On se souvient qu’une fois la ZAD du Mormont évacuée, Holcim s’était empressée de détruire la maison de la Birette. Elle cherchait à empêcher un retour rapide des zadistes. Elle prit pour cela le risque de renoncer à la procédure d’autorisation de démolition, pourtant obligatoire. C’était un acte de justice propre.

Dans de telles situations, le plus dangereux est de laisser le temps s’écouler. Bien qu’illégale, une installation devenue durable gagne en légitimité. Les tensions entre occupants, autorités et propriétaires en viennent à s’enliser et le conflit est plus difficile à trancher.

L’efficacité insuffisante des règles de protection de la propriété n’est pas seule en cause. Notre rapport aux choses, en particulier immobilières, dépasse la seule liste des prérogatives qu’accorde le code civil. A Rome, le pouvoir du propriétaire était de nature à la fois religieuse et politique. Il en va toujours un peu ainsi de nos jours. La propriété défie le temps et les générations. Elle ancre en un lieu. Ce faisant elle raccroche le propriétaire et ses descendants à la communauté.

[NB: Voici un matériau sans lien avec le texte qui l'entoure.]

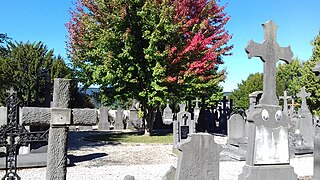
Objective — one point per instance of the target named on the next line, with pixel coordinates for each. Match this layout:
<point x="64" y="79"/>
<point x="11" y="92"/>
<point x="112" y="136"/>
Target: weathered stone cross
<point x="59" y="117"/>
<point x="269" y="52"/>
<point x="285" y="98"/>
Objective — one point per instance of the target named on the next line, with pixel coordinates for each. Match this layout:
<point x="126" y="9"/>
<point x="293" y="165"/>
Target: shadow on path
<point x="88" y="157"/>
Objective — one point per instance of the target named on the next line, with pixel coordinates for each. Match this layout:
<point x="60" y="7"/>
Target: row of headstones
<point x="301" y="126"/>
<point x="268" y="146"/>
<point x="187" y="123"/>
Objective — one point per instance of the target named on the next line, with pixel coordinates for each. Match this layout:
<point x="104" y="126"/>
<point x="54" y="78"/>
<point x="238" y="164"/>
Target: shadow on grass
<point x="88" y="157"/>
<point x="80" y="139"/>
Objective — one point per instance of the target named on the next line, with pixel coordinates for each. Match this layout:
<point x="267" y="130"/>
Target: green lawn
<point x="133" y="137"/>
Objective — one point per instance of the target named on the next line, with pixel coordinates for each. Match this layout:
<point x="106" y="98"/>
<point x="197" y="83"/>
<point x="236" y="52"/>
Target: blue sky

Les squatters ont le mérite de rappeler aux promoteurs que l’exercice de leur droit de propriété a des répercussions sociales et politiques. Cette conscience de la nature politique de la propriété ne saurait toutefois se passer d’une approche économique, et même de recherche d’un certain profit. Elle seule est à même de garantir l’effectivité des projets. Avec la propriété vient ainsi un principe de liberté. Sans cette dernière, la propriété n’a plus de sens.

Les questions environnementales actuelles favorisent malheureusement des convergences entre l’emprise croissante de l’Etat et le discours des squatters d’extrême-gauche. On ne saurait tolérer que cette jonction aboutisse à une collectivisation larvée et détache la propriété des personnes qui l’exercent en leur nom propre.

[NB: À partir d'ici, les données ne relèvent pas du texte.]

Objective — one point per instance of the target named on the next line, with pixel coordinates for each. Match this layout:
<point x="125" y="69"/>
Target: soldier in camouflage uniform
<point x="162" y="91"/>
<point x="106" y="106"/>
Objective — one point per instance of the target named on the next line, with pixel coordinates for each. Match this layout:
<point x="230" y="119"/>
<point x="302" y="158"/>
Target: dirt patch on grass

Contre les squatters et leurs méthodes insurrectionnelles, il faut renforcer les moyens de défense du propriétaire lui-même. Une motion d’Olivier Feller déposée en 2015 va dans ce sens. Elle tend à faciliter le recours à la police face à des occupations soudaines et illicites. Cette réforme aura notre soutien.

Notes:

1  https://renverse.co/infos-locales/article/ensemble-a-la-manifestation-reprenons-la-ville-yverdon-ville-vivante-3256

2  Dans l’édition du 28 octobre 2021 de La Région, Journal du Nord vaudois, une militante prénommée Lou a reconnu que cette action avait nécessité plusieurs mois de préparation (Greco Massimo, «Au cœur de l’occupation de Clendy-Dessous»).

3  Locution inconnue de la rédaction.

4  Une critical mass consiste en un cortège à bicyclette ayant délibérément pour fonction de perturber le trafic automobile afin de revendiquer plus de droits pour les cyclistes, entre autres minorités.